Computing the factorial of a number.
■ Local information pertaining to each of the calls to fact(N),
fact(N-1), etc. all the way down to fact(2) is stored on stack.
■ fact (N) would consume O(N) worth of stack space.
Drawbacks of Recursion (Cont.)
◻ Certain computations may be performed
redundantly.
The Fibonacci sequence.
■ In computing F(4), F(2) is computed twice.
■ F(5)?
■ F(3) is computed twice, which involves a computation of F(2),
and there is another computation of F(2) by itself.
■ Things thus get worse as we recursively compute the
Fibonacci sequence for bigger and bigger numbers.
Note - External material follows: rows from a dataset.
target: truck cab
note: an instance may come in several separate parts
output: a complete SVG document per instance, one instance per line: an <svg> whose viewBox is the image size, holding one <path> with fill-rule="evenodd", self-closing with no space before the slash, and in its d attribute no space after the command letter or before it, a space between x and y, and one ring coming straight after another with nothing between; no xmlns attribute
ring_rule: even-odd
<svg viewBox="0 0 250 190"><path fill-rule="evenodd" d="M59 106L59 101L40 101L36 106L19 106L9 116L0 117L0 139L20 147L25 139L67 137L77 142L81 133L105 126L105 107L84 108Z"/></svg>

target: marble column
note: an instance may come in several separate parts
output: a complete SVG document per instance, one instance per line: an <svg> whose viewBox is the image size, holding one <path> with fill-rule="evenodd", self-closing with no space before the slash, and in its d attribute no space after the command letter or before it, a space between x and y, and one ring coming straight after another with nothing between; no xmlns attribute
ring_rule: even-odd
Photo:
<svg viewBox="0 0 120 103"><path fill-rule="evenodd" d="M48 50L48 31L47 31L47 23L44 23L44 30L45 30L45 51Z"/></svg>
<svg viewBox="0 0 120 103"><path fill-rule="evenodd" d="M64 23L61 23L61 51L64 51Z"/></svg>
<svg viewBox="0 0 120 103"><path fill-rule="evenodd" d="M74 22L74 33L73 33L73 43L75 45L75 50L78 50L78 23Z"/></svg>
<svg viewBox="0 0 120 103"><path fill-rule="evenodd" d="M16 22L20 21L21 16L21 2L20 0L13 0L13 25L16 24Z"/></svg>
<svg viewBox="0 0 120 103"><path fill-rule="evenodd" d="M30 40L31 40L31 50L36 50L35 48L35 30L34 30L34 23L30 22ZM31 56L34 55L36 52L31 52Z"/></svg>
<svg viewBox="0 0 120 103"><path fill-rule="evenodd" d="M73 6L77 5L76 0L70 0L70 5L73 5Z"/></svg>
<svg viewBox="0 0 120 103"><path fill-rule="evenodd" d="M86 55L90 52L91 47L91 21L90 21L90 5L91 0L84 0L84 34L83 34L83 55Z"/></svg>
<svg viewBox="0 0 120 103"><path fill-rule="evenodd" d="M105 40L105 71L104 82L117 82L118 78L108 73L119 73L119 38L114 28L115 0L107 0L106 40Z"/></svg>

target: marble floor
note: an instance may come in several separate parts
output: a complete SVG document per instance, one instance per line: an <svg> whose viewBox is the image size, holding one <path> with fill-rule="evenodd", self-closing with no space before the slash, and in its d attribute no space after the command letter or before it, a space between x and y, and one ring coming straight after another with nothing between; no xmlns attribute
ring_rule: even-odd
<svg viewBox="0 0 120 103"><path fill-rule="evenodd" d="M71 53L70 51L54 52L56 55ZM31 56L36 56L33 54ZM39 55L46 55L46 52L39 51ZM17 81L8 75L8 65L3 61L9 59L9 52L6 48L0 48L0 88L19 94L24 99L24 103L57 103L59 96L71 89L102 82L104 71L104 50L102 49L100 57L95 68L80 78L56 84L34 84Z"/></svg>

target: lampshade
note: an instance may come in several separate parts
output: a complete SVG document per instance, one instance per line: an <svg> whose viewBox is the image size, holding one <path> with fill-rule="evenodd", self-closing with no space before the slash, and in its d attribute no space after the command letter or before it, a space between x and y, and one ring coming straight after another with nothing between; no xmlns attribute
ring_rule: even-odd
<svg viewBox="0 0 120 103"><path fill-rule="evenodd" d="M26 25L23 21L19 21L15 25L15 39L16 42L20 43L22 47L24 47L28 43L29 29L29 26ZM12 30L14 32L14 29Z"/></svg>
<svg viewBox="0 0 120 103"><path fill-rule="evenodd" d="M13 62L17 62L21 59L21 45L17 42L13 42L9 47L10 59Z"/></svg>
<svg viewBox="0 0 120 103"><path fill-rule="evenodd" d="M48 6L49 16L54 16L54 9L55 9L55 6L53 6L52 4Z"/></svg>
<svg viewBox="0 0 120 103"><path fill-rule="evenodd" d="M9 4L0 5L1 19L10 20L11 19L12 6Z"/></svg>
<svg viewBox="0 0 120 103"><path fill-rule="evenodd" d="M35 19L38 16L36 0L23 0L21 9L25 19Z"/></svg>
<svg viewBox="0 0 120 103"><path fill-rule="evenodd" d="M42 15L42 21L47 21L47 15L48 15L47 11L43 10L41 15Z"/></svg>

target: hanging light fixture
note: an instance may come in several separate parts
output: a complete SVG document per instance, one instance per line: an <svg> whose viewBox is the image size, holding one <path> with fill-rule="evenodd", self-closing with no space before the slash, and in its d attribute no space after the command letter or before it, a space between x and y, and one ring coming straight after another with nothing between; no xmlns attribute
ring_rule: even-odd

■ Not to mention the stack space used.
Drawbacks of Recursion (Cont.)
◻ One has to weigh the simplicity of code delivered
by recursion against its drawbacks.
When iterative solution is obvious.
There are several problems for which such iterative solutions are not obviously forthcoming.
Summary
◻ Defining the base case is vital.
◻ Building on the base case(s) to solve a problem results in defining the recursive case.
◻ It is not always right to use recursive solutions. Applying recursive on simple problems may result in inefficiency in terms of time and redundancy (Fibonacci).
◻ Recursion is simple, efficient, and elegant solution if applied to the right problem (Towers of Hanoi).